REVIEW: Morgan Wallen gets ‘Dangerous’ at the Ryman in Nashville
Country star Morgan Wallen‘s performance at Ryman Auditorium in Nashville Tuesday evening wasn’t simply another livestream. The concert was attended by several hundred cheering fans—fan club members, he said—which gave the show a sort of out-of-time feel. Rather than a film or “TV special” production, which so many well-produced livestreams felt like the last few months, this one felt like an actual mid-tour concert.
It felt good and awkward at the same time. On one hand, this is what concerts were in the before-days. The film and production crew highlighted the crowd and individual fans, and how Morgan Wallen interacted with and acknowledged them (and the audience of about 31,000 watching live at home) numerous times. On the other hand, it was a hollering crowd that was seen fidgeting with masks every time the cameras panned to them. Several fans featured multiple times weren’t making any effort in covering their noses. By the end, one woman in the back was clearly not even wearing a mask. It’s the kind of thing that would likely set off super-spreader alarm bells for some West Coast viewers.
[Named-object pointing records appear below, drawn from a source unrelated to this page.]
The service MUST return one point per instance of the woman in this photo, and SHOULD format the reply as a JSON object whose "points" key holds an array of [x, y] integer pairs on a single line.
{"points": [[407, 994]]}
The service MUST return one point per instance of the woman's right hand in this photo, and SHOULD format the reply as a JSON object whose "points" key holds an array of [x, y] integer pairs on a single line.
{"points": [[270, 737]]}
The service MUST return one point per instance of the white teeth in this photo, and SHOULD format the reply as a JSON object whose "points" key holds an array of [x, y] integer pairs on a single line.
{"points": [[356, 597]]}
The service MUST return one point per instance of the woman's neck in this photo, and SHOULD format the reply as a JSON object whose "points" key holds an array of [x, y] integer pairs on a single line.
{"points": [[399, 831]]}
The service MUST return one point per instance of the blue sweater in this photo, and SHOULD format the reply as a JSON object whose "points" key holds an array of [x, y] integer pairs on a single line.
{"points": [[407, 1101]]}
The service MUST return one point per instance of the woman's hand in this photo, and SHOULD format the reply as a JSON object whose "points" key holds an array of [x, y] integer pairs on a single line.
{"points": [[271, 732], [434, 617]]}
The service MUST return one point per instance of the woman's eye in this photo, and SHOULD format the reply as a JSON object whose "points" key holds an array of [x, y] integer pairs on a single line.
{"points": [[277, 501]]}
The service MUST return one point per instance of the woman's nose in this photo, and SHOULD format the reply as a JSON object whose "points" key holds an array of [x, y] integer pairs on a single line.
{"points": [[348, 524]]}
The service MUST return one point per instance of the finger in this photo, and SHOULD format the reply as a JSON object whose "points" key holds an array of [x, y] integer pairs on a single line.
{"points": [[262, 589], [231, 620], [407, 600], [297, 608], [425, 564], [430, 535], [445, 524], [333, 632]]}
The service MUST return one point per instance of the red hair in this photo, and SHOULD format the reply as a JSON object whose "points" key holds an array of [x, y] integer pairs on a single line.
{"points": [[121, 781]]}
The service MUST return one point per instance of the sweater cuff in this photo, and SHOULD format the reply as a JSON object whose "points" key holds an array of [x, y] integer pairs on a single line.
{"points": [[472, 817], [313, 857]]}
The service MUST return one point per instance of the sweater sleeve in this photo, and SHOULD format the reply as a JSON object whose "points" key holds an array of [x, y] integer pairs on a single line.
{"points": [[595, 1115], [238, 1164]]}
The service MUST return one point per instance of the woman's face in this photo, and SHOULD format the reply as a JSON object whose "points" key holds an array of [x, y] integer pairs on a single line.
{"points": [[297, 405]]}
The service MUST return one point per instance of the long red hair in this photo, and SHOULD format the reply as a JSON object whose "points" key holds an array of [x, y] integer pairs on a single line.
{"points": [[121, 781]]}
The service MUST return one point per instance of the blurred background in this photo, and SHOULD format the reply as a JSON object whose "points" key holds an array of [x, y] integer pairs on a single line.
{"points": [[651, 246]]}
Morgan Wallen, for his part, seemed happy to just be on stage in front of his fans again. The performance, tied to the release of his sophomore double-album, Dangerous, was heavy on musical talent, even though it lacked some urgency. Wallen came out alone at first and opened with a soft rendition of album opener “Sand In My Boots” on a keyboard, highlighting his gravelly voice. All of the songs played were from Dangerous.
“We came here to play all the new stuff. If you came to hear the old stuff, you’re in the wrong place,” he said a short time later, adding that he was excited to perform a full show at the historic Nashville venue for the first time.
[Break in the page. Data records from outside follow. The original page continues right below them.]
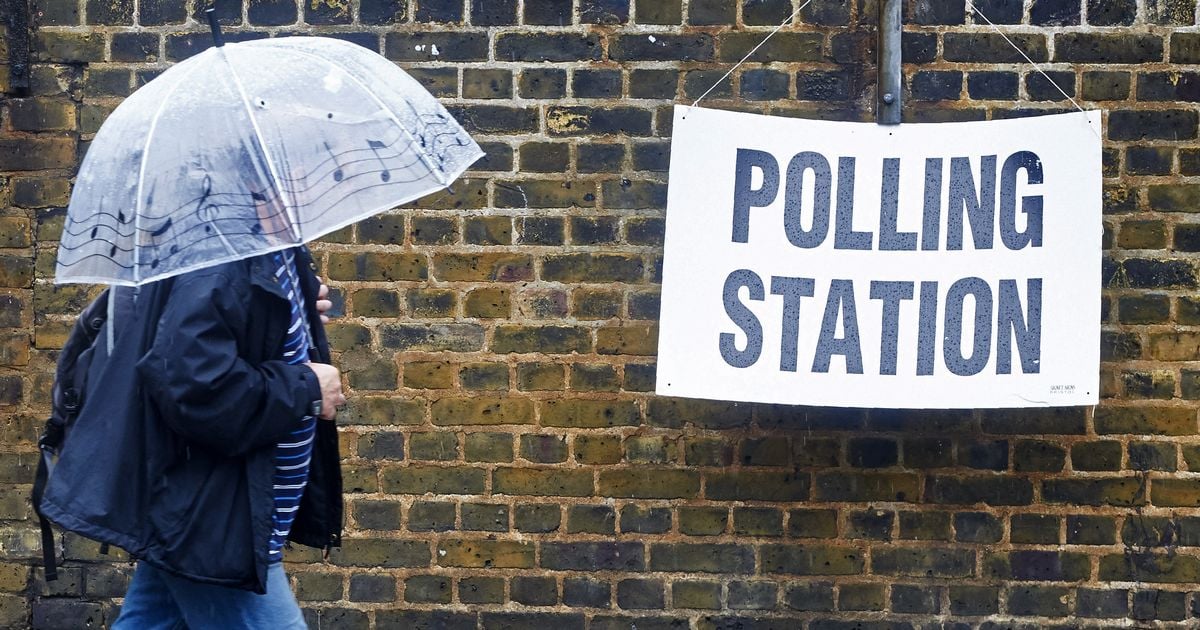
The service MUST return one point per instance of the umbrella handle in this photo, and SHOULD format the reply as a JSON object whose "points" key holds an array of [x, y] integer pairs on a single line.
{"points": [[217, 39]]}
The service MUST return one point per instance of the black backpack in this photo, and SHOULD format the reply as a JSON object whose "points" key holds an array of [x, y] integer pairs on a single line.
{"points": [[87, 348]]}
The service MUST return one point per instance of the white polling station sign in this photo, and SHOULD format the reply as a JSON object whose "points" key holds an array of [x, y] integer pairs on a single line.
{"points": [[849, 264]]}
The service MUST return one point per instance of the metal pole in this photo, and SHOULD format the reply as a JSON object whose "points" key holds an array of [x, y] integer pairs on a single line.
{"points": [[891, 88]]}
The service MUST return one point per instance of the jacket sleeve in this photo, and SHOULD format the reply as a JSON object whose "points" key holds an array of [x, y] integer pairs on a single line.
{"points": [[204, 389]]}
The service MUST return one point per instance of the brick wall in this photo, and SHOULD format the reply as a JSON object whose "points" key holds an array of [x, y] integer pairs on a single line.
{"points": [[507, 465]]}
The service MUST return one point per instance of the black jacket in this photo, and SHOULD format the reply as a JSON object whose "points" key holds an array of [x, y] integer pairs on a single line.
{"points": [[172, 456]]}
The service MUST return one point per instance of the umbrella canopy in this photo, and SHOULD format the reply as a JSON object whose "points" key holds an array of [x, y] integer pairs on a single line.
{"points": [[251, 148]]}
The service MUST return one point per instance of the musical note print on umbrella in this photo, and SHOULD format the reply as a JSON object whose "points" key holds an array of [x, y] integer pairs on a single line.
{"points": [[193, 169]]}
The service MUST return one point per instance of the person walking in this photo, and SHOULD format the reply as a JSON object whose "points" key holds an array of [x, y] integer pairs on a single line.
{"points": [[233, 454]]}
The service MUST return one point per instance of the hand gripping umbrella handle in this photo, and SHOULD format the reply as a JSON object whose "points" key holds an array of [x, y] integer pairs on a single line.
{"points": [[217, 39]]}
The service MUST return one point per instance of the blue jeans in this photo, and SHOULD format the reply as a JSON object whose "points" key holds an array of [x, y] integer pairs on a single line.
{"points": [[157, 600]]}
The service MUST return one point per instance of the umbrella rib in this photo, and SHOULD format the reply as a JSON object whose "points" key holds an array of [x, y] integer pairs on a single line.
{"points": [[142, 171], [288, 204], [420, 150]]}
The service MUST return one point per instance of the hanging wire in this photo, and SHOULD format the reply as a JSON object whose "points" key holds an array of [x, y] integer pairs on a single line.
{"points": [[753, 51], [1035, 64]]}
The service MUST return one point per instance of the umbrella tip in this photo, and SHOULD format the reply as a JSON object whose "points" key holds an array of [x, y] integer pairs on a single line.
{"points": [[217, 39]]}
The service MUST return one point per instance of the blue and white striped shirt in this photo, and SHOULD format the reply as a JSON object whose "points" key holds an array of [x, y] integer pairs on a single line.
{"points": [[293, 455]]}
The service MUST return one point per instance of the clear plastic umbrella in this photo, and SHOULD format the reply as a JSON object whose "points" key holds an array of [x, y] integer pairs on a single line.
{"points": [[251, 148]]}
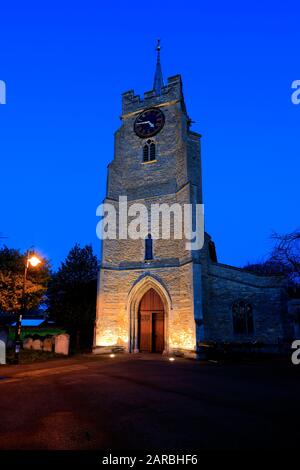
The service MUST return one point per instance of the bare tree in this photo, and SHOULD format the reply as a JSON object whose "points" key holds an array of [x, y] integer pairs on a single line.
{"points": [[286, 253]]}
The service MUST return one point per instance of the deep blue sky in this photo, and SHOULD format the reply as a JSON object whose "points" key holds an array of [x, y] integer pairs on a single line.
{"points": [[66, 65]]}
A solid chunk of the concert felt less like country music and more like rock. Other than one multi-instrumentalist who switched off between resonator guitar and mandolin, the rest of the band could have just as easily fit in (both in looks and performance styles) on Warped Tour.
“Somethin’ Country” was ironically not very country as Morgan Wallen, with a smirk on his face, rapped some of the lines with his voice retaining its twangy quality through a mix of crunchy guitar and a sea of red strobe lights. “This has been the first time we’ve played a real show in about 10 months,” Wallen pointed out before the band kicked into the album’s title track, which, with echoing guitars recalled Coldplay or U2. It would be a pop track if not for the artist’s nasally twang.
Several of the new songs on Dangerous pay homage to Wallen’s childhood and hometown, and he took every advantage to showcase them on Tuesday. “Still Going Down” was an early set highlight and a small-town slice of life story. A direct shoutout to growing up in Knoxville, “865” was the high point of the entire show, embellished with slide guitar and bittersweet, euphoric vocal delivery. Main set closer, “More Than My Hometown,” had Wallen declaring love for a woman “more than a California sunset, more than beer when you ain’t 21 yet,” but not more than his home.
There were also the requisite tunes about beer and trucks that got the in-person crowd moving around. “Beer Don’t” was a high-production-value honky-tonk rocker punctuated by resonator guitar. “Silverado For Sale,” which Morgan Wallen described as being “not true to me but true to the things I’ve seen,” was a heartfelt ode and a goodbye to a pickup truck being sold (“This truck will get the prettiest girl in town…”) and the best narrative song of the night. The blend of electronic percussion and acoustic guitar melody created an interesting mix on “Wasted On You.”
The upbeat “Blame It On Me” and “More Surprised Than Me” were two of the more traditionally country songs that will get more people dancing together once COVID-19 is in the rearview for good. The latter of the two was accentuated with mandolin plucking. “Country A$$ Shit,” meanwhile, had fans online commenting messages like “WALLEN 2024.” Wallen didn’t address the previous week’s turmoil in the U.S.
Following wistful ballad “7 Summers,” slightly menacing “Warning,” a duet with singer-songwriter Ben Burgess on “Outlaw” and “More Than My Hometown,” Morgan Wallen gave a fistbump to someone in the front row and then gave a handshake or fistbump to each of his bandmates, one by one. After a brief break, the lights came back on, and the band performed a one-song encore, a cover of Jason Isbell’s “Cover Me Up.”